To consumers, chargebacks are better than going to the merchant because the filing process is quick and painless: Their money is credited immediately and they don’t have to deal with returning faulty or unwanted items. This lure of convenience combined with new ulterior motives like chargeback activism have driven friendly fraud to new highs. Now, businesses are desperate for a means to fight back. 

Fighting Fraud With Machine Learning

Almost half of all instances of friendly fraud are the result of mere misunderstandings, like a consumer not recognizing the billing descriptor on their credit card statement. For this reason, fraud-prevention platforms are investing heavily in sophisticated products backed by machine learning. The biggest players include Mastercard’s Ethoca, Visa’s Verifi, and tech innovators like Justt

Using collaborative networks, fraud-prevention platforms pull data from card issuers, partners, and merchants to provide real-time insights into potential fraud. By identifying the merchants associated with transactions, pinpointing when and where purchases were made, and even breaking down fees that may have created confusion over a price discrepancy, businesses are armed with the information they need to handle transactions more effectively.

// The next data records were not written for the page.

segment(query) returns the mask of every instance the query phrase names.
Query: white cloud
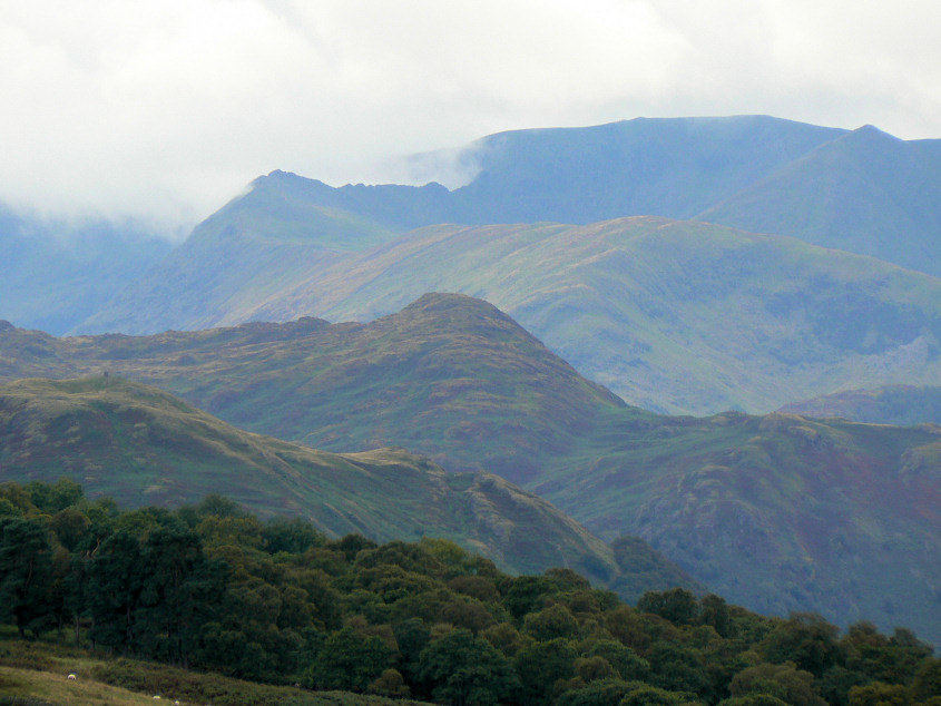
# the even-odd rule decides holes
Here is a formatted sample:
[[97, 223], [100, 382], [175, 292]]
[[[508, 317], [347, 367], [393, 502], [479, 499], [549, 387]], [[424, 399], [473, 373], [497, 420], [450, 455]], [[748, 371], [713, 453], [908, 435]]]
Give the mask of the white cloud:
[[0, 199], [193, 222], [503, 129], [764, 112], [941, 137], [929, 0], [0, 0]]

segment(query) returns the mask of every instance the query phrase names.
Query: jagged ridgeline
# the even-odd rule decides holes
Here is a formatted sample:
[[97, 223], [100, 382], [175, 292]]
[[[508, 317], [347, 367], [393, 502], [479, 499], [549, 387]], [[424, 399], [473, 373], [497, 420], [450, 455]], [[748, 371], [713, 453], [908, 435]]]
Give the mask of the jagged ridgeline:
[[447, 540], [329, 539], [222, 496], [122, 510], [67, 480], [6, 483], [0, 569], [0, 698], [14, 704], [941, 699], [941, 659], [910, 630], [841, 635], [680, 588], [631, 608], [570, 569], [509, 576]]
[[11, 327], [0, 365], [8, 379], [111, 371], [255, 432], [497, 472], [604, 540], [643, 537], [749, 609], [941, 640], [937, 426], [644, 412], [460, 295], [369, 324], [73, 339]]

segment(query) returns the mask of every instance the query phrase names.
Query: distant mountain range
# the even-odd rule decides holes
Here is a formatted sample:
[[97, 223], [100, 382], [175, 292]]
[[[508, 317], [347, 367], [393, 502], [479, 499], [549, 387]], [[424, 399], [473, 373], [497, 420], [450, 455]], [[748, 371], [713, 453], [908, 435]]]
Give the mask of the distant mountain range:
[[0, 204], [0, 318], [66, 333], [171, 247], [139, 224], [51, 219]]
[[253, 431], [496, 471], [602, 539], [639, 535], [735, 602], [941, 638], [933, 425], [653, 414], [459, 295], [370, 324], [73, 339], [7, 327], [0, 363], [4, 379], [110, 371]]
[[912, 269], [941, 274], [939, 145], [762, 116], [637, 119], [484, 138], [451, 192], [275, 171], [76, 331], [369, 321], [451, 291], [658, 412], [933, 384], [941, 281]]
[[941, 424], [941, 388], [886, 385], [874, 390], [844, 390], [791, 402], [781, 411], [807, 416], [841, 416], [870, 424]]
[[[227, 273], [213, 263], [238, 261], [238, 242], [215, 243], [212, 257], [194, 244], [174, 257]], [[218, 296], [213, 275], [194, 278], [210, 291], [155, 275], [163, 294], [129, 298], [114, 329], [171, 327], [183, 308], [202, 312], [184, 329], [370, 321], [450, 291], [496, 304], [582, 374], [659, 412], [768, 412], [846, 386], [941, 379], [941, 280], [794, 238], [635, 217], [429, 226], [342, 257], [291, 252], [290, 265], [264, 261]], [[244, 259], [263, 261], [254, 251]]]

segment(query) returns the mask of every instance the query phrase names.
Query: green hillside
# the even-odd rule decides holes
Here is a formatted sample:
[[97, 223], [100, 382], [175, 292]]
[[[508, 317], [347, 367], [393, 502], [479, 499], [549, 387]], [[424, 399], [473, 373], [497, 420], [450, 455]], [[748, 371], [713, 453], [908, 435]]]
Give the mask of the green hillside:
[[[852, 331], [873, 340], [833, 335]], [[0, 366], [8, 379], [108, 370], [253, 431], [484, 468], [605, 540], [643, 537], [736, 602], [842, 625], [865, 616], [941, 641], [935, 426], [626, 408], [459, 295], [370, 324], [75, 339], [12, 329], [0, 333]]]
[[872, 126], [826, 143], [696, 217], [941, 276], [941, 150]]
[[423, 228], [244, 316], [367, 321], [429, 291], [491, 302], [581, 374], [665, 413], [762, 413], [941, 375], [941, 281], [664, 218]]
[[604, 542], [496, 475], [445, 473], [401, 449], [333, 454], [251, 434], [112, 376], [0, 386], [0, 479], [59, 477], [130, 507], [224, 491], [334, 537], [441, 537], [514, 571], [565, 566], [605, 581], [618, 571]]
[[332, 451], [393, 443], [447, 459], [449, 470], [513, 482], [624, 406], [507, 315], [460, 295], [429, 295], [370, 324], [302, 318], [140, 337], [0, 334], [3, 379], [105, 371], [252, 431]]

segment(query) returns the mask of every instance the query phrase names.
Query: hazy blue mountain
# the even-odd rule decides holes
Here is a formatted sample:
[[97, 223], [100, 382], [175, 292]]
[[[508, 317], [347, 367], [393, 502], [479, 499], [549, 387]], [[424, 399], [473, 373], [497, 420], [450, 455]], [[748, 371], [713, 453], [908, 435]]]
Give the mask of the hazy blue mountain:
[[[398, 188], [414, 190], [392, 192]], [[283, 171], [259, 177], [77, 330], [153, 333], [244, 321], [245, 307], [398, 233], [385, 219], [335, 205], [344, 200], [313, 179]]]
[[480, 170], [454, 192], [453, 220], [690, 218], [843, 134], [767, 116], [500, 133], [468, 148]]
[[0, 204], [0, 318], [65, 333], [170, 248], [139, 225], [49, 220]]
[[770, 412], [941, 376], [941, 280], [795, 238], [635, 217], [431, 226], [311, 276], [244, 318], [370, 321], [424, 292], [493, 303], [631, 404]]
[[811, 150], [697, 216], [941, 275], [941, 140], [872, 126]]

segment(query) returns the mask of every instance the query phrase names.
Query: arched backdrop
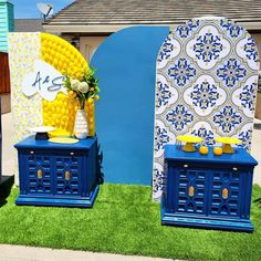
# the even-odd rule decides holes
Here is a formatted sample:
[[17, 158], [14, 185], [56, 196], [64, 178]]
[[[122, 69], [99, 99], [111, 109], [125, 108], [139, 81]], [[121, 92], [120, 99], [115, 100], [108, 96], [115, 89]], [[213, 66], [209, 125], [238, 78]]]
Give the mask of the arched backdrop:
[[133, 27], [95, 52], [101, 102], [96, 133], [106, 182], [152, 185], [157, 53], [168, 27]]

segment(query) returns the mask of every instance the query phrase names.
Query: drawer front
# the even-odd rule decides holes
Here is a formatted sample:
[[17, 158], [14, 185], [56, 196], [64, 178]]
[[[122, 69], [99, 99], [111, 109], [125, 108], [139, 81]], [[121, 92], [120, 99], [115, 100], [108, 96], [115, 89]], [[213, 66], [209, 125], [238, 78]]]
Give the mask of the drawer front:
[[177, 171], [176, 211], [206, 213], [206, 186], [208, 170], [184, 165]]
[[54, 156], [55, 195], [80, 195], [81, 185], [81, 157], [58, 155]]
[[28, 168], [28, 192], [29, 194], [51, 194], [51, 157], [38, 155], [34, 152], [25, 155]]
[[237, 168], [213, 169], [210, 191], [210, 215], [238, 217], [240, 215], [241, 175]]

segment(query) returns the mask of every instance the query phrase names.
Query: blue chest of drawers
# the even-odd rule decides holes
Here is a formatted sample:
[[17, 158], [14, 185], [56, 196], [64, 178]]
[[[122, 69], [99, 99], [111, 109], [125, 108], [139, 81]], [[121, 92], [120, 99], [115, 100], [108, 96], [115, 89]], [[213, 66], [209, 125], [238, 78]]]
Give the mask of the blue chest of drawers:
[[166, 187], [161, 223], [194, 228], [253, 230], [250, 221], [253, 168], [244, 149], [213, 156], [165, 147]]
[[92, 207], [98, 192], [97, 140], [55, 144], [25, 138], [19, 157], [17, 205]]

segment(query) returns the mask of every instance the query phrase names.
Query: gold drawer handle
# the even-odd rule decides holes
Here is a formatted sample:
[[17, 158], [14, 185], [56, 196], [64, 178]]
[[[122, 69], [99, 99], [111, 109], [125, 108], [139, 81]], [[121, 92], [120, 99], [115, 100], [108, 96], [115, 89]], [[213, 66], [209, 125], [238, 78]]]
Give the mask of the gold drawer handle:
[[194, 188], [194, 186], [190, 186], [190, 187], [188, 188], [188, 195], [189, 195], [189, 197], [192, 197], [192, 196], [195, 195], [195, 188]]
[[223, 188], [223, 189], [222, 189], [222, 198], [223, 198], [223, 199], [227, 199], [227, 198], [228, 198], [228, 189], [227, 189], [227, 188]]
[[65, 171], [65, 179], [69, 180], [71, 178], [71, 174], [69, 171]]
[[42, 178], [42, 177], [43, 177], [42, 169], [39, 169], [39, 170], [38, 170], [38, 178]]

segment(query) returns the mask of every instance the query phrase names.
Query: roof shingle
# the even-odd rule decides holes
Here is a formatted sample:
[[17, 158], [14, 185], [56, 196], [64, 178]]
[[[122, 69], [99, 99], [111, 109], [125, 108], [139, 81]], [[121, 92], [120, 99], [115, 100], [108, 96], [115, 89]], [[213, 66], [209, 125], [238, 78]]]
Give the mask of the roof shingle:
[[45, 25], [179, 24], [190, 18], [226, 17], [261, 22], [259, 0], [76, 0]]

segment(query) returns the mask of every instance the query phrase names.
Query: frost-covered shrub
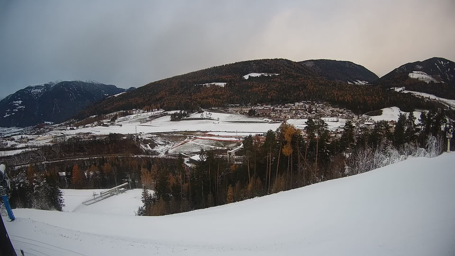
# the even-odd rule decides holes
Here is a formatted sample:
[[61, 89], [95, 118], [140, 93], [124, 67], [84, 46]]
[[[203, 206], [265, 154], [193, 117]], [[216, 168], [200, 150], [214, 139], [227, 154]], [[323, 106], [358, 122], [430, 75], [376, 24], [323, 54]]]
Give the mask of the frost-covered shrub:
[[374, 150], [368, 147], [361, 148], [351, 155], [347, 164], [345, 164], [345, 174], [361, 174], [410, 158], [435, 157], [442, 153], [443, 144], [440, 139], [431, 136], [427, 139], [426, 148], [419, 148], [414, 144], [405, 143], [397, 149], [384, 141]]

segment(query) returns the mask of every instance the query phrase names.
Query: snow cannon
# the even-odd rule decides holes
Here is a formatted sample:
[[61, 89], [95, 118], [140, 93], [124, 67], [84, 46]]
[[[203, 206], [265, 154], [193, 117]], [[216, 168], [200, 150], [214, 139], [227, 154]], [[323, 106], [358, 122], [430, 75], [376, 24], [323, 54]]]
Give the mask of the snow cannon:
[[13, 210], [11, 209], [11, 205], [10, 205], [10, 201], [8, 200], [7, 193], [11, 189], [10, 184], [10, 180], [8, 179], [8, 175], [6, 175], [6, 167], [3, 164], [0, 164], [0, 194], [1, 195], [2, 204], [1, 210], [2, 215], [3, 215], [4, 212], [6, 211], [8, 214], [8, 217], [11, 220], [14, 220], [15, 219], [14, 215], [13, 214]]

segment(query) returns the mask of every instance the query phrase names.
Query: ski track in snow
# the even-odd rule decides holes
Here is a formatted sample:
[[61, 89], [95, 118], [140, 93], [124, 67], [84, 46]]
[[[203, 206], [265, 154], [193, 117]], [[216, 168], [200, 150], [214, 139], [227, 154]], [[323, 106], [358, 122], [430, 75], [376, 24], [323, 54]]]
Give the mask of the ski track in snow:
[[24, 209], [4, 220], [25, 255], [453, 255], [454, 164], [455, 152], [411, 159], [163, 216]]

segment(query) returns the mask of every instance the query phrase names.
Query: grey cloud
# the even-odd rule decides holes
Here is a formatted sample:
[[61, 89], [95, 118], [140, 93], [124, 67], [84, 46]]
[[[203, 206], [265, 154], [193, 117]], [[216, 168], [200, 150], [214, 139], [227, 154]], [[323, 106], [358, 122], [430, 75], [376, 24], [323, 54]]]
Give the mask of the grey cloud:
[[349, 60], [383, 75], [455, 60], [447, 1], [30, 1], [0, 3], [0, 96], [57, 79], [127, 88], [213, 66]]

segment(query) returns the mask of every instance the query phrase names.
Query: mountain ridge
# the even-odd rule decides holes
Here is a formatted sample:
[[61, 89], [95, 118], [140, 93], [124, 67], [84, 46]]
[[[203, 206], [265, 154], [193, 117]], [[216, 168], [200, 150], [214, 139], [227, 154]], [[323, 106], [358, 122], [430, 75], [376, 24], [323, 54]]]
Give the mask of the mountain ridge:
[[87, 105], [126, 89], [92, 80], [33, 84], [0, 100], [2, 126], [25, 127], [60, 123]]
[[[370, 77], [366, 79], [371, 81], [377, 77], [360, 65], [329, 61], [332, 64], [352, 63], [351, 68], [367, 71]], [[335, 75], [335, 71], [342, 70], [341, 68], [330, 73], [326, 71], [330, 69], [315, 70], [307, 66], [285, 59], [264, 59], [213, 67], [155, 81], [131, 93], [104, 99], [86, 107], [74, 117], [80, 120], [133, 108], [188, 110], [223, 107], [228, 104], [305, 100], [326, 101], [359, 113], [393, 106], [404, 111], [434, 106], [433, 103], [405, 93], [378, 87], [349, 84], [348, 78], [340, 79]]]
[[298, 63], [331, 81], [364, 85], [379, 78], [364, 67], [352, 61], [319, 59], [307, 60]]

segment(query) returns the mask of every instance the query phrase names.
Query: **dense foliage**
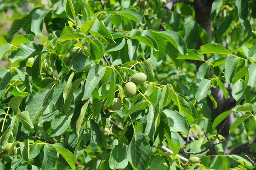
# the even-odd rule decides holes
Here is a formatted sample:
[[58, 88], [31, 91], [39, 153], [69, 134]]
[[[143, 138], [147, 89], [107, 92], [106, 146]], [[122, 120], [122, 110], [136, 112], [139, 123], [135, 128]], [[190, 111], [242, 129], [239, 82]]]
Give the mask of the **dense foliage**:
[[208, 30], [198, 0], [15, 1], [0, 169], [253, 169], [255, 0], [212, 2]]

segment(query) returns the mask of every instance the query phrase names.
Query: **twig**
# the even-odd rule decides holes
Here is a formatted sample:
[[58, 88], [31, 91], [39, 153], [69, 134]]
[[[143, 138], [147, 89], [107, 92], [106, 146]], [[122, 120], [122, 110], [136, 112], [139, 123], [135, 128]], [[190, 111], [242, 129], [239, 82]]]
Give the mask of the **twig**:
[[[113, 126], [114, 127], [115, 127], [116, 128], [119, 130], [120, 131], [123, 131], [123, 130], [121, 126], [120, 125], [119, 125], [119, 124], [118, 124], [118, 123], [115, 122], [113, 120], [110, 119], [110, 123], [111, 123], [111, 124], [113, 125]], [[152, 146], [152, 147], [156, 147], [156, 148], [159, 149], [160, 150], [162, 150], [163, 152], [170, 153], [170, 154], [171, 154], [172, 155], [174, 154], [173, 152], [172, 152], [171, 150], [169, 150], [169, 149], [167, 148], [167, 147], [165, 147], [164, 146], [162, 146], [160, 147], [156, 147], [155, 146], [153, 145]], [[187, 162], [188, 162], [188, 161], [189, 161], [189, 160], [188, 159], [187, 159], [186, 158], [183, 157], [183, 156], [182, 156], [180, 155], [177, 154], [177, 155], [176, 155], [175, 156], [178, 157], [180, 159], [180, 161], [182, 162], [183, 162], [185, 164]], [[198, 168], [198, 167], [200, 167], [200, 166], [198, 165], [196, 167], [197, 168]]]
[[118, 130], [120, 131], [122, 131], [123, 130], [122, 128], [122, 126], [118, 124], [117, 123], [114, 122], [113, 120], [110, 119], [110, 123], [113, 124], [113, 126], [116, 128]]
[[255, 166], [255, 162], [254, 162], [254, 161], [253, 161], [252, 160], [252, 159], [250, 158], [250, 157], [249, 157], [249, 156], [247, 156], [246, 155], [244, 155], [244, 156], [245, 156], [246, 157], [246, 158], [247, 159], [248, 159], [248, 160], [249, 161], [250, 161], [250, 162], [251, 162], [251, 163], [252, 164], [253, 164], [253, 166]]
[[164, 7], [165, 8], [171, 11], [172, 8], [172, 5], [174, 3], [183, 3], [192, 6], [194, 5], [193, 3], [189, 2], [189, 0], [169, 0], [166, 2]]
[[105, 61], [106, 61], [107, 62], [107, 65], [108, 66], [110, 66], [109, 62], [108, 61], [108, 59], [107, 58], [107, 57], [106, 57], [106, 56], [105, 55], [103, 55], [103, 58], [104, 58], [104, 60]]
[[83, 148], [86, 148], [90, 144], [90, 141], [89, 141], [87, 142], [87, 143], [84, 146], [82, 146]]
[[[204, 135], [205, 135], [205, 136], [206, 137], [207, 140], [208, 141], [208, 143], [209, 144], [209, 145], [208, 145], [205, 148], [205, 149], [202, 150], [199, 152], [187, 152], [187, 151], [186, 151], [186, 149], [185, 149], [186, 146], [185, 146], [185, 147], [183, 148], [183, 149], [182, 149], [182, 152], [183, 153], [183, 154], [184, 155], [197, 155], [197, 154], [199, 154], [200, 153], [204, 153], [204, 152], [206, 152], [206, 151], [207, 151], [208, 149], [210, 149], [211, 148], [212, 148], [212, 147], [214, 145], [218, 144], [221, 143], [223, 142], [224, 141], [221, 141], [219, 142], [217, 142], [217, 143], [215, 143], [215, 141], [216, 141], [216, 140], [218, 138], [218, 136], [220, 134], [220, 133], [221, 133], [221, 130], [222, 130], [222, 129], [223, 129], [223, 128], [224, 128], [224, 126], [225, 126], [225, 125], [226, 124], [226, 123], [227, 123], [227, 120], [226, 121], [225, 121], [225, 122], [223, 123], [223, 124], [222, 124], [222, 126], [221, 126], [221, 129], [220, 129], [219, 131], [218, 132], [218, 133], [217, 133], [216, 135], [215, 136], [215, 138], [214, 138], [214, 139], [213, 139], [213, 141], [212, 141], [212, 142], [211, 142], [211, 141], [210, 141], [210, 139], [208, 138], [208, 136], [206, 135], [206, 133], [204, 133]], [[185, 145], [186, 145], [186, 144], [185, 144]]]

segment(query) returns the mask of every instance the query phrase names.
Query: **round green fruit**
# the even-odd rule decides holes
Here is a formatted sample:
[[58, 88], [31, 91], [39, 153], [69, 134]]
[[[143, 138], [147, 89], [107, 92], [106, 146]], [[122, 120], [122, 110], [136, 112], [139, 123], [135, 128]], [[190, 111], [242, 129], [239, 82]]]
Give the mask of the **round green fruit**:
[[108, 138], [108, 137], [109, 137], [109, 135], [110, 135], [110, 133], [109, 132], [109, 130], [108, 130], [108, 129], [100, 127], [99, 128], [99, 130], [102, 133], [102, 137], [103, 138]]
[[125, 86], [124, 91], [125, 96], [128, 98], [133, 97], [135, 95], [137, 91], [136, 85], [131, 81], [128, 82]]
[[146, 80], [147, 76], [143, 72], [135, 74], [131, 77], [131, 81], [136, 84], [137, 85], [143, 84]]
[[[5, 152], [6, 154], [8, 154], [8, 152], [9, 152], [9, 150], [11, 149], [11, 147], [12, 145], [12, 143], [8, 143], [6, 144], [6, 147]], [[8, 155], [9, 156], [13, 156], [15, 155], [17, 153], [17, 148], [16, 147], [15, 147], [11, 151], [11, 153], [9, 154]]]
[[29, 63], [31, 64], [33, 64], [33, 63], [34, 63], [34, 60], [35, 60], [35, 59], [31, 57], [31, 58], [29, 58], [29, 59], [28, 60], [28, 63]]
[[122, 103], [121, 100], [118, 98], [114, 98], [112, 104], [108, 107], [111, 110], [119, 110], [122, 107]]
[[189, 159], [189, 164], [195, 164], [199, 163], [200, 161], [200, 158], [197, 156], [192, 157]]
[[72, 59], [72, 57], [70, 55], [70, 53], [68, 53], [64, 58], [64, 63], [66, 64], [66, 66], [69, 66], [70, 64], [70, 61]]
[[79, 46], [74, 46], [70, 50], [70, 55], [74, 57], [78, 54], [84, 54], [84, 50]]
[[32, 71], [32, 68], [31, 67], [29, 67], [28, 66], [27, 66], [26, 67], [26, 72], [29, 75], [31, 75]]

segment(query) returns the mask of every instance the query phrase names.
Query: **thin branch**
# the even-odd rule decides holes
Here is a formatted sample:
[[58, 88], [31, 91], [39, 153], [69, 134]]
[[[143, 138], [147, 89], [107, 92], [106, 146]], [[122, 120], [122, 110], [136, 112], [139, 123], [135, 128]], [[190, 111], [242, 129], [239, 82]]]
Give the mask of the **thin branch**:
[[[113, 125], [113, 126], [114, 127], [115, 127], [116, 128], [119, 130], [120, 131], [123, 131], [123, 130], [122, 128], [122, 126], [120, 125], [119, 125], [119, 124], [118, 124], [118, 123], [115, 122], [113, 120], [110, 119], [110, 123]], [[152, 147], [156, 147], [156, 148], [159, 149], [160, 150], [162, 150], [163, 152], [170, 153], [170, 154], [171, 154], [172, 155], [174, 155], [173, 152], [172, 152], [171, 150], [169, 150], [169, 149], [167, 148], [166, 147], [164, 146], [162, 146], [161, 147], [156, 147], [155, 146], [153, 145], [152, 146]], [[182, 156], [180, 155], [177, 154], [177, 155], [176, 155], [175, 156], [178, 157], [180, 159], [180, 161], [182, 162], [183, 162], [185, 164], [187, 162], [188, 162], [188, 161], [189, 161], [189, 160], [188, 159], [187, 159], [186, 158], [183, 157], [183, 156]], [[196, 166], [196, 167], [198, 168], [199, 167], [200, 167], [200, 166], [198, 165]]]
[[164, 7], [165, 8], [171, 11], [172, 8], [172, 5], [177, 3], [183, 3], [192, 6], [194, 5], [194, 3], [189, 2], [189, 0], [169, 0], [166, 2]]
[[109, 62], [108, 61], [108, 58], [107, 58], [107, 57], [105, 55], [103, 55], [103, 58], [104, 58], [104, 60], [105, 61], [106, 61], [107, 62], [107, 65], [108, 66], [110, 66]]
[[[205, 149], [202, 150], [199, 152], [187, 152], [187, 151], [186, 151], [186, 149], [184, 147], [182, 149], [182, 153], [183, 153], [183, 155], [197, 155], [197, 154], [199, 154], [200, 153], [204, 153], [204, 152], [207, 151], [208, 149], [211, 149], [214, 145], [218, 144], [221, 143], [223, 142], [224, 141], [221, 141], [219, 142], [217, 142], [217, 143], [215, 143], [215, 141], [216, 141], [216, 140], [217, 140], [217, 139], [218, 138], [218, 136], [220, 134], [220, 133], [221, 133], [221, 131], [222, 129], [223, 129], [223, 128], [224, 128], [224, 126], [225, 126], [225, 125], [226, 124], [226, 123], [227, 123], [227, 120], [226, 121], [225, 121], [225, 122], [223, 123], [223, 124], [222, 124], [222, 126], [221, 126], [221, 127], [219, 130], [219, 131], [218, 132], [218, 133], [217, 133], [216, 135], [215, 136], [215, 137], [214, 138], [214, 139], [213, 139], [213, 141], [212, 141], [212, 142], [211, 142], [211, 141], [210, 141], [210, 139], [208, 138], [208, 136], [206, 135], [206, 133], [204, 133], [204, 135], [205, 135], [205, 136], [206, 137], [207, 140], [208, 141], [208, 143], [209, 144], [209, 145], [208, 145], [207, 146]], [[186, 147], [186, 146], [185, 146], [185, 147]]]
[[246, 157], [246, 158], [249, 161], [250, 161], [252, 164], [253, 164], [253, 166], [255, 166], [255, 162], [254, 162], [254, 161], [253, 161], [250, 157], [249, 157], [249, 156], [247, 156], [246, 155], [244, 155], [244, 156], [245, 156]]

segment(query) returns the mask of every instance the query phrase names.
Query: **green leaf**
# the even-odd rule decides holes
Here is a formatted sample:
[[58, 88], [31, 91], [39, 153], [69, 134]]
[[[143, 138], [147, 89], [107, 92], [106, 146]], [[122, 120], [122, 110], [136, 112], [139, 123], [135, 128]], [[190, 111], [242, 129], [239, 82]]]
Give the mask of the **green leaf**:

These platforms are also attempting to tackle the issue of chargeback activism and instances where consumers just don’t want to pay. As more data is added to these networks, merchants can be warned of serial chargeback filers to deny or cancel transactions before friendly fraudsters have the chance to cost them time and money.

Everyone Benefits, Except Fraudsters  

Honest consumers stand to benefit from these solutions, too. Information on confirmed fraud and recent customer disputes is shared to notify merchants if a purchase was likely unauthorized. This allows the business to issue an immediate refund before the cardholder ever gets involved. In turn, the consumer gets their money back sooner while the business can avoid complaints and fees altogether. 

While solutions are still evolving, these technological advancements are finally helping businesses gain the upper hand when it comes to fighting the friendly fraud crisis.